Catégorie : Aventure/Action
Auteur : Lafaille
Résumé : Après avoir été cobaye pour l’État, un homme se retrouve enfermé à son insu dans un hôpital psychiatrique. Pris au piège, il fait tout pour rester optimiste face à la situation.
Note : Les délires et les incohérences des services de l’État, et de l’institution psychiatrique.
Jésus aime jouer au baby-foot (Partie 2)
Il fait froid, il a neigé, et le paysage est aussi blanc qu’au premier jour du monde. J’ai une quarantaine d’années, et je suis ce qu’on appelle un inadapté dissident. A l’âge de trente ans, le gouvernement m’a engagé pour détecter de nouvelles drogues quotidiennes arrivant sur le marché, le but étant de lister les produits le plus rapidement possible afin de contrer le phénomène et choper les dealers et les entreprises sous couverture. Ma mission réelle : goûter les drogues avant la population locale, en décrire les effets, les amener au labo, en avertir les services de police. J’étais un drogué qu’on a utilisé. Un cobaye de l’État. J’en avais conscience, j’ai accepté la proposition pour éviter l’incarcération et bénéficier gratuitement des effets délirants des drogues de synthèse. De la chimie tout ça.

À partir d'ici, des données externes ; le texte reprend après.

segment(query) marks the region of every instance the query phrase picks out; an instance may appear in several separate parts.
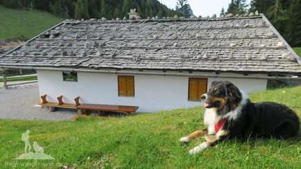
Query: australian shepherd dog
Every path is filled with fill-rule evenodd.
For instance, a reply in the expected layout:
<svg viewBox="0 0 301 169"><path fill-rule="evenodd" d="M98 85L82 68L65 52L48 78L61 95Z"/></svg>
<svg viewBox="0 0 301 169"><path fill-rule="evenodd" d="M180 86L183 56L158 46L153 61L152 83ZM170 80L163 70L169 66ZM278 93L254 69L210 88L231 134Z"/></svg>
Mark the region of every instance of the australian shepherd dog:
<svg viewBox="0 0 301 169"><path fill-rule="evenodd" d="M198 136L205 137L207 141L191 150L191 154L226 138L239 137L243 141L250 136L287 138L299 130L299 118L293 110L275 103L252 103L243 91L227 81L213 82L201 100L207 128L180 139L189 142Z"/></svg>

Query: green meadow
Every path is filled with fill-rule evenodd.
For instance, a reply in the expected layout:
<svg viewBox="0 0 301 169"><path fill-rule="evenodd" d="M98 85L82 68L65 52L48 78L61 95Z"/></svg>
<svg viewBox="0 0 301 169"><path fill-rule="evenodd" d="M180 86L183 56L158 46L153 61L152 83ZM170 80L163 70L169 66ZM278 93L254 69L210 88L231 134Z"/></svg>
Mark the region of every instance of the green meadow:
<svg viewBox="0 0 301 169"><path fill-rule="evenodd" d="M251 94L250 98L286 105L301 116L301 86ZM205 139L183 143L179 139L205 128L203 112L196 107L114 119L0 120L0 168L31 168L25 166L31 163L36 168L301 168L300 132L286 140L227 140L189 155L188 151ZM14 159L24 153L21 136L26 130L31 130L30 143L37 141L54 160Z"/></svg>

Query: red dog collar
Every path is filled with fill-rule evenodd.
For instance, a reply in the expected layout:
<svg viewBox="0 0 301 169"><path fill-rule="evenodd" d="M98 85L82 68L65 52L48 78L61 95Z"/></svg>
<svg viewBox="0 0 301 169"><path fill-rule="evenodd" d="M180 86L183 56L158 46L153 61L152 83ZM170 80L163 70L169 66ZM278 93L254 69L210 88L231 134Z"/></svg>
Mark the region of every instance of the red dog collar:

Du jour au lendemain, après sept ans de bons et loyaux services, on m’a jeté à la benne. Avec une prime de dix mille dollars. On achetait mon silence. Je détenais des informations confidentielles, je représentais une erreur dans le rouage des institutions. Je l’ai mal pris, et j’ai balancé tout ce que je savais à la presse. Tout s’est su, on m’a retrouvé, on m’a jeté en H.P.
Pas loin de trois ans avec des fous, et je n’ai rien contre eux, au contraire, tout cela pour moi est une question de point de vue. Dans ma bouche le mot fou n’a rien de péjoratif. Et si l’on en croit ma nouvelle entrée à l’hôpital, je suis moi-même fou. Suis-je dangereux, véritablement dangereux ? Pas pour le gouvernement, non, cela je l’ai bien compris, je suis un fou, un vrai, un danger, pour la société. Je suis une défaillance du système gouvernemental.
Enfin libéré de mes sangles, et debout, conduit par ce charmant docteur, je suis accueilli par cinq autres docteurs. On m’emmène au secrétariat, je signe des papiers. Une fois le service administratif expédié, on m’emmène en chambre d’isolement. Je regarde tour à tour les médecins, je finis par croiser le regard du docteur Whitman, l’implorant, elle ne bronche pas. Traître.
Des liens sont prêts, attachés à mon futur lit en cas de probable violence. Je suis abasourdi, je ne comprends pas ce qui m’arrive. Je décide de la jouer fine, de garder le sourire, de parler docilement. On me donne un pyjama, on m’explique qu’après leur départ, mon seul moyen de communication avec le service médical sera la caméra posée en haut au coin gauche du lit. Je souris, je fais un signe de la main à la caméra en disant bonjour maman. Un conseil dans cette situation : éviter l’humour.
– Monsieur Foster, reposez-vous maintenant, me dit le docteur Whitman, on parlera de ça demain.
L’escadrille de blouses blanches se faufile derrière la première porte, j’entends les clés tourner dans la serrure, puis une deuxième porte s’ouvre, fermée elle aussi à double tour. Je suis bien loin de la sortie.
Je me sens comme un rat de laboratoire. J’enfile mon pyjama, je ne peux pas m’empêcher de montrer mon cul à la caméra, tout en me trémoussant, arrête tes conneries Ben, me dit cette voix de Gemini cricket. Sans comprendre les raisons de mon enfermement, je m’endors dans cette atmosphère aseptisée, javellisée, blanche, et rêve de mes futures conversations avec les fous.